Hyperparameter (machine learning)

In machine learning, a hyperparameter is a parameter, such as the learning rate or choice of optimizer, which specifies details of the learning process, hence the name hyperparameter. This is in contrast to parameters which determine the model itself. An additional contrast is that hyperparameters typically cannot be inferred while fitting the machine to the training set because the objective function is typically non-differentiable with respect to them. As a result, gradient based optimization methods cannot be applied directly.

Hyperparameters can be classified as model hyperparameters or algorithm hyperparameters. An example of a model hyperparameter is the topology and size of a neural network. Examples of algorithm hyperparameters are learning rate and batch size as well as mini-batch size. Batch size can refer to the full data sample where mini-batch size would be a smaller sample set.

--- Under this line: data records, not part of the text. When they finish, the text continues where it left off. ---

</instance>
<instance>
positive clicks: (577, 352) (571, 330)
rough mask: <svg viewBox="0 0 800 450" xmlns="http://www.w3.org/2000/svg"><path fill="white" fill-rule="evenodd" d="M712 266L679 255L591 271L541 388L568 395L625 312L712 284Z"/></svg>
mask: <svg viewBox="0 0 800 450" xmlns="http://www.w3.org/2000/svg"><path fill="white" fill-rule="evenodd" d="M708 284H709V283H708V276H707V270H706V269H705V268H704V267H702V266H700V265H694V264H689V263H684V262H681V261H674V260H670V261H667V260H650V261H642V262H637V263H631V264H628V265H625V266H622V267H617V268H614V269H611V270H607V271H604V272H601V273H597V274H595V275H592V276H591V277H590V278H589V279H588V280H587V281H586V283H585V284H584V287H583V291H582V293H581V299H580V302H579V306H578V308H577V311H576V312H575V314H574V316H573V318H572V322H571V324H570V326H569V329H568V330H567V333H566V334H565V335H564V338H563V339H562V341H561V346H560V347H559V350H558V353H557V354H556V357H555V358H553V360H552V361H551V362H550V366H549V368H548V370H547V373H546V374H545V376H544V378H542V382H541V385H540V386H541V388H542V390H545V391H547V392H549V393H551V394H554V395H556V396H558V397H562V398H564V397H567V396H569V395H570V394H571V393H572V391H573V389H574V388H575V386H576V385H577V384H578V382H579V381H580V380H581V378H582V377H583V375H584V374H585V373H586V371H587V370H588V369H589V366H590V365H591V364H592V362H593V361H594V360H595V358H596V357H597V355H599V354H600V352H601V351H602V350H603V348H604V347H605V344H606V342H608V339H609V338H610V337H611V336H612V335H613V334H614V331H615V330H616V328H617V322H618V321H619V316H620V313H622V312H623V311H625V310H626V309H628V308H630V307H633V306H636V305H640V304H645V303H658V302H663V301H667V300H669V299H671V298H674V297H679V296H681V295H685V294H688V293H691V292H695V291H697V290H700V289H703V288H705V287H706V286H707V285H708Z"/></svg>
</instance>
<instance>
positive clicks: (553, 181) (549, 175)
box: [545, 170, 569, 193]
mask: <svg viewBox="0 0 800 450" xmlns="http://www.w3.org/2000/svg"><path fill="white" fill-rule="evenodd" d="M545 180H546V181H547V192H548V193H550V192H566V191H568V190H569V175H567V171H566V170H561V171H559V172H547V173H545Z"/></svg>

Different model training algorithms require different hyperparameters, some simple algorithms (such as ordinary least squares regression) require none. Given these hyperparameters, the training algorithm learns the parameters from the data. For instance, LASSO is an algorithm that adds a regularization hyperparameter to ordinary least squares regression, which has to be set before estimating the parameters through the training algorithm.[1]

  1. ^ Yang, Li; Shami, Abdallah (2020-11-20). "On hyperparameter optimization of machine learning algorithms: Theory and practice". Neurocomputing. 415: 295–316. arXiv:2007.15745. doi:10.1016/j.neucom.2020.07.061. ISSN 0925-2312. S2CID 220919678.